Les cibles : les autorités publiques

Les dispositions de la directive s’imposent aux autorités publiques c’est-à-dire à l’Etat, aux collectivités territoriales et leurs groupements, aux établissements publics et aussi aux personnes physiques ou morales fournissant des services publics en relation avec l’environnement.

En droit Français, le code de l’urbanisme prévoit que les communes sont soumises aux dispositions de la directive pour ce qui est de l’adresse et des documents d’urbanisme (Art L122-11, L123-10 et s. et L124-2).

De manière générale les communes n’entrent pas dans le champ de la directive.

L’élément essentiel : les données géographiques

Il s’agit ici des données géographiques :

  • Existantes
  • Collectées à l’avenir
  • Sous forme électronique
  • Géoréférencées, c’est-à-dire représentables sur une carte en utilisant leurs coordonnées ou l’objet auquel elles se rapportent.

La collecte de nouvelles données géographiques n’est, elle, pas imposée par la directive.

Le niveau de qualité des données publiées doit être suffisant et les métadonnées se doivent de préciser les données elles-mêmes afin de faciliter leur inventaire et également leur recherche. Enfin les données géographiques collectées ne doivent pas être nuisibles notamment à la sécurité publique, à la défense nationale ou aux relations internationales.

Les métadonnées associées aux données géographiques doivent permettre la pleine exploitation des données disponibles.

Ces métadonnées correspondent à un descriptif des séries de données géographiques et des services disponibles et doivent être tenues à jour. Elles correspondent aux conditions d’accès et d’utilisation des séries de données et à la qualité et à la validité de celles-ci. Doivent également être mentionnées les autorités publiques en charge de la gestion des séries de données géographiques et les restrictions quant à la communication au public s’il y a lieu.

Ces métadonnées devront ensuite être publiées par les autorités publiques sous une forme interopérable.

Les données géographiques concernées par cette directive sont précisés dans les trois annexes de celle-ci qui sont classées par ordre de priorité, la première annexe devant être mise en place de manière prioritaire. Ces annexes comprennent des thèmes, 34 précisément, auxquels les données géographiques d’une autorité publique doivent se rattacher pour entrer dans le champ d’application de la directive INSPIRE.

Des services, liés à ces données devront être accessibles en ligne, via Internet. Ces « services réseau» devraient permettre la simplification de la recherche d’informations géographiques.
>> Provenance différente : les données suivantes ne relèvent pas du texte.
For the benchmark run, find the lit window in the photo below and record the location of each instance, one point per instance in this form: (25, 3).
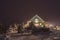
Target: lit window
(36, 20)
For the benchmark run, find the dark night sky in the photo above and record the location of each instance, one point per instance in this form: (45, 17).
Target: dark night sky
(18, 11)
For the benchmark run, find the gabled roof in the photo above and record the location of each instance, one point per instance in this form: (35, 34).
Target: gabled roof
(36, 16)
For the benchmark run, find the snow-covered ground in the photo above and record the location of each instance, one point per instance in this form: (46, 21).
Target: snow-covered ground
(52, 36)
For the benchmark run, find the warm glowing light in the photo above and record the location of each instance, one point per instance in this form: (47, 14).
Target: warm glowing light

Il s’agira pour les acteurs concernés de permettre la consultation en ligne des données, le téléchargement de celles-ci (préalablement autorisé par leur producteur), leur partage et de tout mettre en œuvre afin de réaliser l’interopérabilité de celles-ci.

La transposition de la directive

La transposition en droit français de la directive INSPIRE devait intervenir dés le 15 mai 2009, mais un certain retard a été pris. Seul le partage des données était effectif à cette date. Un calendrier complexe a été mis en place pour le respect des délais. Ainsi par exemple pour ce qui est de la création des métadonnées, les autorités publiques ont vu leur délai étendu jusqu’en décembre 2010.